Apportez-vous des aspects personnels au personnage de Laura ?

Vu le rythme de travail, on a très peu de temps de préparation. Nous avons les textes très tard. Du coup, on est obligé de mettre un peu de soi dans son personnage pour que ça soit plus instantané. Je n’ai pas le temps de créer une autre personnalité réellement. Après, je ne réagirai jamais comme Laura. Par compte, émotionnellement, il y a beaucoup de moi.

Certaines parties du script sont écrites à la troisième personne. Pouvez-vous nous expliquer comment vous procédez lors du tournage de ces scènes ?

Ça se présente comme des synopsis de séquences que les auteurs écrivent avec des dialogues à la troisième personne, et au style indirect. Les phrases sont assez claires et les idées sont là. Ça ne suffit cependant pas de passer ce texte à la première personne, car ça a un côté littéraire et romancé qui n’est pas toujours évident à jouer. Il faut donc qu’on s’approprie ces séquences. C’est plus de travail, mais c’est plus de liberté.

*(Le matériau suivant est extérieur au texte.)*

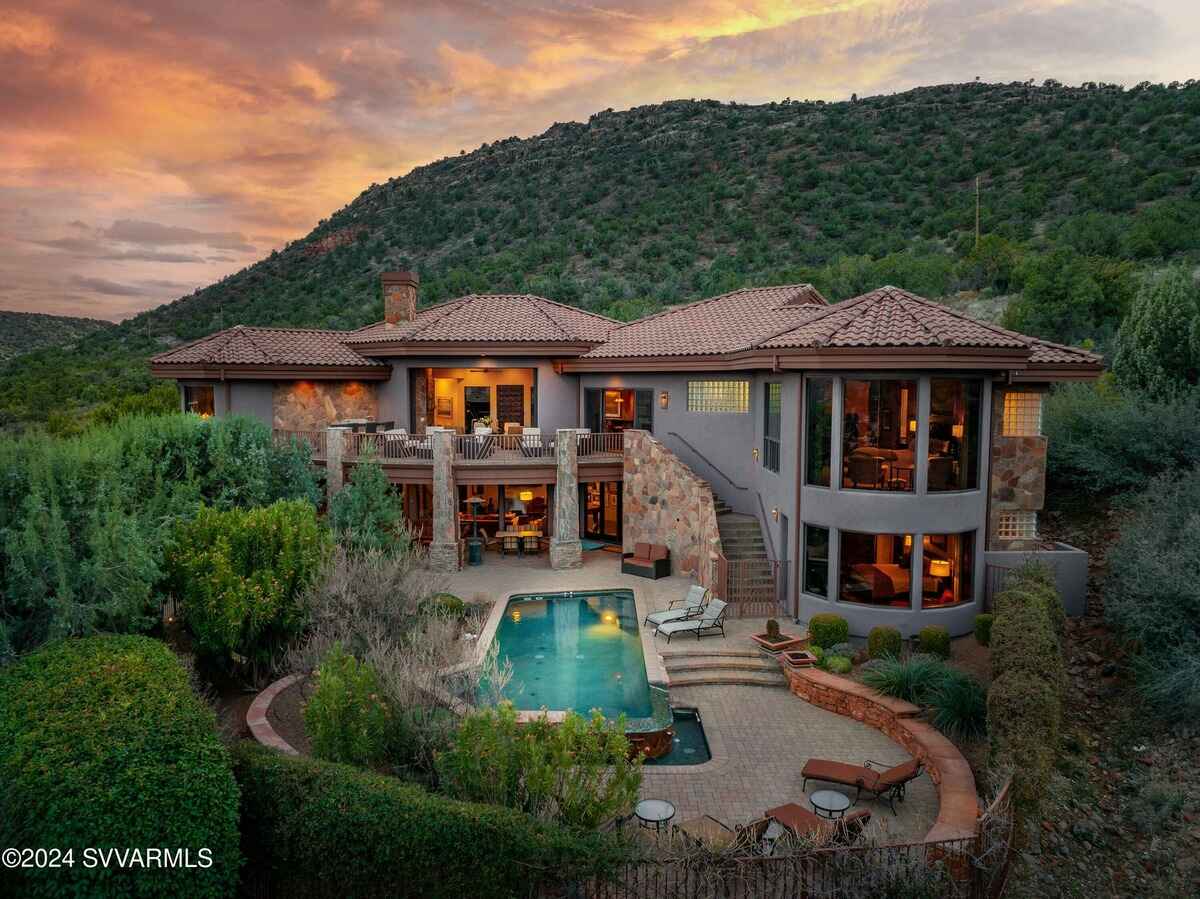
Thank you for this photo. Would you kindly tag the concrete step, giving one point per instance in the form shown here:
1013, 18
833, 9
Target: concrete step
730, 679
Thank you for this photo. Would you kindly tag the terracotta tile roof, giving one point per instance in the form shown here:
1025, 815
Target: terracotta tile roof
721, 324
241, 345
492, 318
891, 317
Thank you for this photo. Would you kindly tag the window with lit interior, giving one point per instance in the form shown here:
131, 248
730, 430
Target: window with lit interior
876, 569
954, 433
879, 435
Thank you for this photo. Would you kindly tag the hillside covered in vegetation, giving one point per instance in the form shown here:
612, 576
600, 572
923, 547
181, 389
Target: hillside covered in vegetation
1080, 190
27, 331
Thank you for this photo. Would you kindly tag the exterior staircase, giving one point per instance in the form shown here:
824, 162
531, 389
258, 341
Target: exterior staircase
702, 666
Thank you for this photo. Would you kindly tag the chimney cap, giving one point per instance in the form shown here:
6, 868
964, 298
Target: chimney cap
400, 277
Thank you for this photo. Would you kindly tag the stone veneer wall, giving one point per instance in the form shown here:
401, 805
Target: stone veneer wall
666, 503
1018, 479
315, 405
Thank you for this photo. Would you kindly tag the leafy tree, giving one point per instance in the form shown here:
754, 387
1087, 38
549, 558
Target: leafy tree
1158, 345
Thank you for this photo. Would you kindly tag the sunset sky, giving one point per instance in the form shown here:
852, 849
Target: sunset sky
149, 148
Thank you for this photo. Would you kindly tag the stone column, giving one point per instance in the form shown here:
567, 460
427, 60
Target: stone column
565, 550
444, 546
335, 451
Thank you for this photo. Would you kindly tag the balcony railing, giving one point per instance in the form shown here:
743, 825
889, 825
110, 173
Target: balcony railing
315, 439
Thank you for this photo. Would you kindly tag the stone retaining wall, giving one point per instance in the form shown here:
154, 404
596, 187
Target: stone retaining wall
958, 811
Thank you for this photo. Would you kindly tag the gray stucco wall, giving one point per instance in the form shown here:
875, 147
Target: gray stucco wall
898, 513
557, 394
252, 397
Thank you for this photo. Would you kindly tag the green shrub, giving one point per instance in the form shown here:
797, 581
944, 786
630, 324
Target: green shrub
913, 679
828, 629
577, 772
347, 718
366, 514
447, 604
103, 743
934, 640
983, 628
838, 664
307, 821
239, 574
1152, 597
883, 641
959, 706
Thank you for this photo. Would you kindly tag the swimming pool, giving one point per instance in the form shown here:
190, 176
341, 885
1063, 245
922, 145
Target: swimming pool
576, 651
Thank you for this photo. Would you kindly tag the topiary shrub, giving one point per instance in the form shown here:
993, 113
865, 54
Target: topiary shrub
307, 821
915, 679
828, 629
959, 706
239, 575
347, 718
103, 744
934, 640
983, 628
883, 642
838, 664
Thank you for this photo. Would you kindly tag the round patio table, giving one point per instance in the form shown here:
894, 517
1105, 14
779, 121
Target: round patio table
654, 813
829, 803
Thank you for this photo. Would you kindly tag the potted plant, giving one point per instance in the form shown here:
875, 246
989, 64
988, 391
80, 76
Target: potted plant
774, 641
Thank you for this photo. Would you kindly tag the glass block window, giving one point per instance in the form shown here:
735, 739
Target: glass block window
1017, 526
719, 396
1023, 415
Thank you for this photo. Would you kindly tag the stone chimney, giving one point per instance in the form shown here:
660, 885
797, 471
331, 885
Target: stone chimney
399, 295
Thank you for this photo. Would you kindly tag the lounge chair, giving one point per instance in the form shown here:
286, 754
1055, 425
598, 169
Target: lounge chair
712, 618
805, 823
679, 609
883, 783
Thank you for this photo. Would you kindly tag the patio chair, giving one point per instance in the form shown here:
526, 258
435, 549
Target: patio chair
687, 607
708, 621
880, 781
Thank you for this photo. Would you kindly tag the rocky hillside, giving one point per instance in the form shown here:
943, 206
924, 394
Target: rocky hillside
1079, 187
25, 331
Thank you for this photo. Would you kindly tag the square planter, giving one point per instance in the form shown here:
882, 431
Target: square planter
798, 659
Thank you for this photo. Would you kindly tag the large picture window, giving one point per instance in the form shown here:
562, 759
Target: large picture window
879, 435
948, 569
816, 559
772, 425
876, 569
954, 435
719, 396
817, 431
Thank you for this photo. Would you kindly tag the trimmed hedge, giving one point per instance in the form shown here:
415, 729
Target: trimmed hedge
828, 629
103, 744
934, 640
883, 642
983, 628
322, 828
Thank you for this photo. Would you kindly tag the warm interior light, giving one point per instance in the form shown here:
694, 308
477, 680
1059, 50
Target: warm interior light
940, 568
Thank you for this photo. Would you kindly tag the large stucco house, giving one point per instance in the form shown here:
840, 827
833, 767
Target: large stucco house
881, 457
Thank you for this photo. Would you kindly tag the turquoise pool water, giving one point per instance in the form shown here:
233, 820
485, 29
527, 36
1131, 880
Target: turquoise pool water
576, 651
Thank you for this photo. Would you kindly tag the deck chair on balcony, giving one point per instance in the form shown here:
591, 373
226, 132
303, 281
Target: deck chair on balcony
711, 619
679, 609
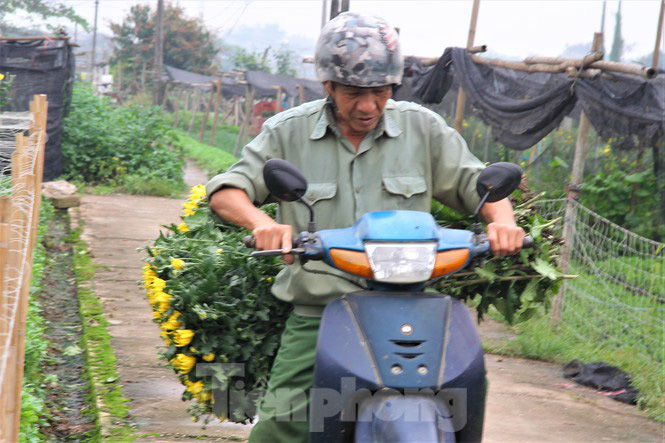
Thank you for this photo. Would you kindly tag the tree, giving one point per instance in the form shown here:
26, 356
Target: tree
251, 61
617, 43
188, 44
43, 8
284, 59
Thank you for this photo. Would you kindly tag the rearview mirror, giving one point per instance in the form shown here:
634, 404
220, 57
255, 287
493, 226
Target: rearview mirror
284, 180
498, 181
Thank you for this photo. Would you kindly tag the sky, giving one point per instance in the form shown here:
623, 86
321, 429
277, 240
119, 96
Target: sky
517, 28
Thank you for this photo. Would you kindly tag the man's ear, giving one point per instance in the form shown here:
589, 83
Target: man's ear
328, 86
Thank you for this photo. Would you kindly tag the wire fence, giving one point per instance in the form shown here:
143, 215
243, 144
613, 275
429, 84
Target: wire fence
618, 298
22, 139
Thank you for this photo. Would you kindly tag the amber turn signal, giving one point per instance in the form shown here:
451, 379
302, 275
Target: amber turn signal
354, 262
449, 261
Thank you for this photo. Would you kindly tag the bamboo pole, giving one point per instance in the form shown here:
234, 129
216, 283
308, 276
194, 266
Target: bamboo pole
178, 93
278, 108
33, 182
624, 68
249, 99
204, 122
659, 36
573, 191
461, 95
33, 39
218, 101
196, 102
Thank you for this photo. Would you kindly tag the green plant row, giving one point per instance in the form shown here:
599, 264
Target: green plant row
100, 356
212, 160
131, 147
34, 408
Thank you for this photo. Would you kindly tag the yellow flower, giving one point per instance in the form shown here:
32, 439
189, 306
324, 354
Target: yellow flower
183, 337
204, 397
158, 284
177, 264
165, 337
163, 307
183, 363
171, 323
195, 388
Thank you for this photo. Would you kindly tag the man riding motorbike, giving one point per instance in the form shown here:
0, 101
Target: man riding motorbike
360, 152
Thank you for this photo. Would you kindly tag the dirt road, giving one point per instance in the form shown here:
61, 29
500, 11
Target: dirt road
528, 400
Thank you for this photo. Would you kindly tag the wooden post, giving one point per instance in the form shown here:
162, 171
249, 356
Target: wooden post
278, 108
461, 95
488, 132
196, 102
236, 110
218, 101
247, 119
204, 122
119, 88
659, 35
301, 94
32, 183
573, 193
177, 96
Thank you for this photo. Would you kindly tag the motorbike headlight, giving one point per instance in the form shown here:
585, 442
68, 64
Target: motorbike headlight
401, 262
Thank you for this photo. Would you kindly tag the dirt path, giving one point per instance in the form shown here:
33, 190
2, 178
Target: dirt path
528, 401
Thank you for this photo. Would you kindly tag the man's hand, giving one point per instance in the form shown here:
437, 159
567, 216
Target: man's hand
504, 235
505, 239
274, 236
234, 206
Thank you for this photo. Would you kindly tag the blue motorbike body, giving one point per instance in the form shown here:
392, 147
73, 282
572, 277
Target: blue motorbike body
361, 342
394, 363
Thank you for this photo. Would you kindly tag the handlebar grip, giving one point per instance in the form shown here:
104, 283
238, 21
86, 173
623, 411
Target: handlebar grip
249, 241
528, 242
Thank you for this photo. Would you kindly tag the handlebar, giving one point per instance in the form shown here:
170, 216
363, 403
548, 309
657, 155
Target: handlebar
250, 242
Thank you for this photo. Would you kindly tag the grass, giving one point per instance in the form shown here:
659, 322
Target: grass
603, 330
34, 410
209, 158
225, 136
97, 342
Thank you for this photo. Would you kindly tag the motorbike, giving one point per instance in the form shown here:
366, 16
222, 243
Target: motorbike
395, 362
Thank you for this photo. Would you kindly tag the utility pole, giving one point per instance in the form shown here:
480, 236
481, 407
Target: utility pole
324, 9
573, 194
159, 55
659, 35
94, 45
337, 7
461, 95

N’est-ce pas compliqué parfois de jouer avec des comédiens amateurs, qui n’ont pas forcément les émotions justes ?

C’est très déroutant au début. Il y a une phase de surprise. C’est en fait un subtil mélange pour rassurer son partenaire de jeu. S’il a été choisi à l’origine, c’est qu’il correspond au rôle et qu’il ne doit pas avoir trop de difficulté à aller chercher certaines émotions pour lire son texte. On les aide et les encourage pour qu’ils se sentent à l’aise et s’ouvre. Et de l’autre côté, il faut qu’on tienne la scène pour ne pas se faire tirer vers le bas. C’est un exercice de plus. C’est un tournage hors-norme, tous les codes sont cassés.

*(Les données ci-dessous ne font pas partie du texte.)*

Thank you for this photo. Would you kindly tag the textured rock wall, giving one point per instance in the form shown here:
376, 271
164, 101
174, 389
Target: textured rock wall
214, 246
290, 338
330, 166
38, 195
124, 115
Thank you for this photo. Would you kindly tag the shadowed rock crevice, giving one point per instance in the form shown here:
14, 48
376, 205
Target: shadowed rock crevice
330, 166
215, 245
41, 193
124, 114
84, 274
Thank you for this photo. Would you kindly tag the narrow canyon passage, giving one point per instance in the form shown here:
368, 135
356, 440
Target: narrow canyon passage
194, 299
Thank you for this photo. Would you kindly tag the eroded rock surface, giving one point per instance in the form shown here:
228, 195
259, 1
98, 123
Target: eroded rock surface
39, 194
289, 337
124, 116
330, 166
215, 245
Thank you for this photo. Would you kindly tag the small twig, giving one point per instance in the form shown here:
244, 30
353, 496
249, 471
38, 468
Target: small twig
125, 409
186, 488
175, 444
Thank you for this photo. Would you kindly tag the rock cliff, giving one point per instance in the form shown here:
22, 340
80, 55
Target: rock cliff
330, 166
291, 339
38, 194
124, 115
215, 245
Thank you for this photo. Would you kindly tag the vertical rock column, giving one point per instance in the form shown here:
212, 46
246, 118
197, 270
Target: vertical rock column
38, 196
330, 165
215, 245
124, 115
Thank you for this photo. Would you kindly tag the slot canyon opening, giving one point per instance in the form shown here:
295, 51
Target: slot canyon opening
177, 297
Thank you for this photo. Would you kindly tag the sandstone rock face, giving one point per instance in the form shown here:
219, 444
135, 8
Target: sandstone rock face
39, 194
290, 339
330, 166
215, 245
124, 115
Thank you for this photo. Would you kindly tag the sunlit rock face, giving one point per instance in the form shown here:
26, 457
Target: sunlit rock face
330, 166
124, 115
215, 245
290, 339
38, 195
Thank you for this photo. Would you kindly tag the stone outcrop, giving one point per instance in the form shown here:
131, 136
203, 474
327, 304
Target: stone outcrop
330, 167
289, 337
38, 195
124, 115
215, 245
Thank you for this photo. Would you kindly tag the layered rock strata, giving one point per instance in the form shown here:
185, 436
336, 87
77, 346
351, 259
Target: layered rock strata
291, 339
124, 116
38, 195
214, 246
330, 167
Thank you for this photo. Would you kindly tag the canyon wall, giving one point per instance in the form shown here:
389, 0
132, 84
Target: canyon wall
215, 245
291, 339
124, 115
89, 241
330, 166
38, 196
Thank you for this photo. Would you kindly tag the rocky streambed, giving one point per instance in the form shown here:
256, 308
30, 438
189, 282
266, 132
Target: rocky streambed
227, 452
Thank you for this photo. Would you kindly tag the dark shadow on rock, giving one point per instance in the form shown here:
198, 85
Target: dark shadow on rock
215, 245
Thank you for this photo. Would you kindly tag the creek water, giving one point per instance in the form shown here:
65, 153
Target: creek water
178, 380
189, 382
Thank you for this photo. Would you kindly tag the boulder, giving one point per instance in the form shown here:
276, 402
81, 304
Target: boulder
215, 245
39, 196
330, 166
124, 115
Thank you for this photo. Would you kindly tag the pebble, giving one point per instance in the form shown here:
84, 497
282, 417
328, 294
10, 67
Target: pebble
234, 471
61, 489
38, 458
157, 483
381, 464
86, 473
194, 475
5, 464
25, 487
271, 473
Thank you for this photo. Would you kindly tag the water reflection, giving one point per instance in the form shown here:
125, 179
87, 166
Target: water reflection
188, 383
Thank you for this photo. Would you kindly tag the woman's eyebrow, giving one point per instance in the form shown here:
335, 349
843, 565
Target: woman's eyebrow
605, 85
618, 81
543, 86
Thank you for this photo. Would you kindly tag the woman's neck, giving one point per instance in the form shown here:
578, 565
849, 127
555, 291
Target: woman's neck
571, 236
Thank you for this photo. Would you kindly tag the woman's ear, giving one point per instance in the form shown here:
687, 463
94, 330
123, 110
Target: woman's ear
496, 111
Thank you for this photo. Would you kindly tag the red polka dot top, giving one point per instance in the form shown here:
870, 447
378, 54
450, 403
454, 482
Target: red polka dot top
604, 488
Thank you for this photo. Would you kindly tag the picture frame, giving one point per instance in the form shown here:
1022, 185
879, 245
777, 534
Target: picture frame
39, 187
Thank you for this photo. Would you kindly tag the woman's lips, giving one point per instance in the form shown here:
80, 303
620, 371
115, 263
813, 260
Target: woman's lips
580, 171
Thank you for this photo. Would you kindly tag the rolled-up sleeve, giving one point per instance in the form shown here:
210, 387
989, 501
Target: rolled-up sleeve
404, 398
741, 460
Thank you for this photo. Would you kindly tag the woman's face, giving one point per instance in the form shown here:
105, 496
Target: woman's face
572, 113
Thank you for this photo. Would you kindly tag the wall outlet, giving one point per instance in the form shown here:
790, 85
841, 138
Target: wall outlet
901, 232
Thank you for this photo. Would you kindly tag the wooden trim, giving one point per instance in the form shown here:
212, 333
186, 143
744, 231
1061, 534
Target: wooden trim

« Je suis encore reconnue pour d’autres séries, Cut n’a pas encore pris le dessus »

Vous tournez en huis clos et vous avez peu de contact avec la métropole pendant près de cinq mois. Comment le vivez-vous ?

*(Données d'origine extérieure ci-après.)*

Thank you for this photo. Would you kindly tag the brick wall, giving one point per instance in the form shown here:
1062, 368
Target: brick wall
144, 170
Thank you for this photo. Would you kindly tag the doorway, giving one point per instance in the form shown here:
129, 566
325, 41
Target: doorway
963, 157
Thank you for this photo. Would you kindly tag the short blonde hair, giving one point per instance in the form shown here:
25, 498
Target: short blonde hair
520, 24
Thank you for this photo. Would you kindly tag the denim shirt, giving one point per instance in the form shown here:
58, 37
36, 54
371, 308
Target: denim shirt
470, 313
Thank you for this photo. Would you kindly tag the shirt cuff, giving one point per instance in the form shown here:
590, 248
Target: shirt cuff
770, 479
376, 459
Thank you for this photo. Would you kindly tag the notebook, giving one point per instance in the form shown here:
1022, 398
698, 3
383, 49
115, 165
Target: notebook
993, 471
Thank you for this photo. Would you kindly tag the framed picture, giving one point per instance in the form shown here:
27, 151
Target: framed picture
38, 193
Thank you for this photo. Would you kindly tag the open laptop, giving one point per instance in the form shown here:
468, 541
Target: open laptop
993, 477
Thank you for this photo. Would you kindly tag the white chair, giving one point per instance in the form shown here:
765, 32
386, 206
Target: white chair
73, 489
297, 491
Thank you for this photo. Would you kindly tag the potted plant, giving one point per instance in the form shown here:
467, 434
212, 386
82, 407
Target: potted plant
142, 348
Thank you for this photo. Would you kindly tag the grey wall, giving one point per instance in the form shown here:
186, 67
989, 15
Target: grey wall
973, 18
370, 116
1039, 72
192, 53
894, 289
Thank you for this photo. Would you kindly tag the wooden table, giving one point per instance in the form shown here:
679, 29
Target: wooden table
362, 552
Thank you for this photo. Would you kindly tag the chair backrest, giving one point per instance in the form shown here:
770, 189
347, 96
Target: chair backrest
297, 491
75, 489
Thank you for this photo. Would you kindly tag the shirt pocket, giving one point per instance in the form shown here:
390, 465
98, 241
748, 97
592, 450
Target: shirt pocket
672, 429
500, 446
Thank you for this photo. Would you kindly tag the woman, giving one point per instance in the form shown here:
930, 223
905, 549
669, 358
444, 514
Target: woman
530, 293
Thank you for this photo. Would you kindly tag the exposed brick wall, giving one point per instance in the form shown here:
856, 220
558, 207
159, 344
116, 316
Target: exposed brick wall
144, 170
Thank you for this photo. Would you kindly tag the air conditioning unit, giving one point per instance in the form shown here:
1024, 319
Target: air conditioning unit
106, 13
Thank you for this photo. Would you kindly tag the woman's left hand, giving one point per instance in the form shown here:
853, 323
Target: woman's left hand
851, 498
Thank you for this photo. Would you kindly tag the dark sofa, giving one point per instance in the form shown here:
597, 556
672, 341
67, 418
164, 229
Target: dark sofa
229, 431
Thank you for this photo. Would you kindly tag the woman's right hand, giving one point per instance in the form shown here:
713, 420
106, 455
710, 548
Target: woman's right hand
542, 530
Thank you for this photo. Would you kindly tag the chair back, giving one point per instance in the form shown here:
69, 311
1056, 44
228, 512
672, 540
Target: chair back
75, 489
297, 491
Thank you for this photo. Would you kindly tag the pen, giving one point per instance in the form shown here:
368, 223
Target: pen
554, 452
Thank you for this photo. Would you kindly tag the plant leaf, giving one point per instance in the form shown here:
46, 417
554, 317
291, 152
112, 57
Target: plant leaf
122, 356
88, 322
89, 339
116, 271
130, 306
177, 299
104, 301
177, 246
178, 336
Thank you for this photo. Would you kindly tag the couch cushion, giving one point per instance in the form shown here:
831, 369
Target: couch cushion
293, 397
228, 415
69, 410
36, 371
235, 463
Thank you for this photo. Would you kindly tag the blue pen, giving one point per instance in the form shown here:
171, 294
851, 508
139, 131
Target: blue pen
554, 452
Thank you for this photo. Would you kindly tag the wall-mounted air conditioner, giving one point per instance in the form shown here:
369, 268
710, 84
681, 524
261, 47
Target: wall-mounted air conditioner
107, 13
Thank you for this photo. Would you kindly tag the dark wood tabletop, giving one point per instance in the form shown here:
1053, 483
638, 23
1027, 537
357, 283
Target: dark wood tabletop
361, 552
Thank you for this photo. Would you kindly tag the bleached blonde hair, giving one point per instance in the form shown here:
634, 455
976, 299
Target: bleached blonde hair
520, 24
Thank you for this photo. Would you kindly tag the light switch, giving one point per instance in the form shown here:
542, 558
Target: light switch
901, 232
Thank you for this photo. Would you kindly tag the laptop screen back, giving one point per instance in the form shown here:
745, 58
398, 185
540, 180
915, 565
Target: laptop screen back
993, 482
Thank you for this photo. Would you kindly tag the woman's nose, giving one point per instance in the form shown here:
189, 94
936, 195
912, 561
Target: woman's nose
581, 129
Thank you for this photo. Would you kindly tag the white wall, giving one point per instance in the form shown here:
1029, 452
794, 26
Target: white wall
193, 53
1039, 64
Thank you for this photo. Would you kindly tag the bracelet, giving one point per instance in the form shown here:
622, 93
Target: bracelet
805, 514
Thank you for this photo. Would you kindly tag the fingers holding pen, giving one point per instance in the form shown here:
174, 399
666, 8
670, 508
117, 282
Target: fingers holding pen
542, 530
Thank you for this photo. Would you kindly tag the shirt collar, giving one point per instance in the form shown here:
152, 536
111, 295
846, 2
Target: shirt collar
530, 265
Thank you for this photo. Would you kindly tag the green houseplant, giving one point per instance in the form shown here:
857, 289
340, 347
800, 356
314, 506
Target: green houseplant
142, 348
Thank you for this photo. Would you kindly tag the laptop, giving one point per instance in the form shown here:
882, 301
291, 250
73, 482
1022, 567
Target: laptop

Ça se passe plutôt bien. On est très bien logé, dans de très bonnes conditions. Les paysages aident beaucoup aussi. Ça vous apaise. On s’énerve un peu contre quelqu’un, on regarde la nature, et ça passe très vite. Personnellement, je n’ai aucun problème. On peut se retrouver seul facilement et j’en ai besoin. Ça ne sera donc pas un point négatif pour une possible participation à la saison 3 en tous les cas.

Avez-vous eu des retours du public à l’issue de la saison 1 ?

Les gens sont adorables. Les retours sont positifs, surtout à La Réunion. On est souvent reconnu avec Sébastien Capgras qui joue mon fils dans la série. On n’a que des commentaires agréables.

Est-ce la même chose en métropole ?

Pas réellement. Je suis encore reconnue pour d’autres séries, Cut n’a pas encore pris le dessus. Ça reste France Ô, dont la diffusion est moins large que TF1 et M6 où il y a une vraie visibilité.

Avez-vous des projets en dehors de Cut ?

Comme on est à la Réunion pendant cinq mois, c’est difficile de passer des castings. J’aimerai bien refaire de la comédie, car c’est vrai que Laura est un peu triste (rires). J’ai vraiment envie de rigoler. J’aimerais bien qu’il y ait une saison 2 de VDM (diffusée sur NT1 en 2013, ndlr). Je voudrais également retourner vers le théâtre avec cette autre façon de faire et de travailler. Je veux aller sur d’autres aventures pour encore m’enrichir.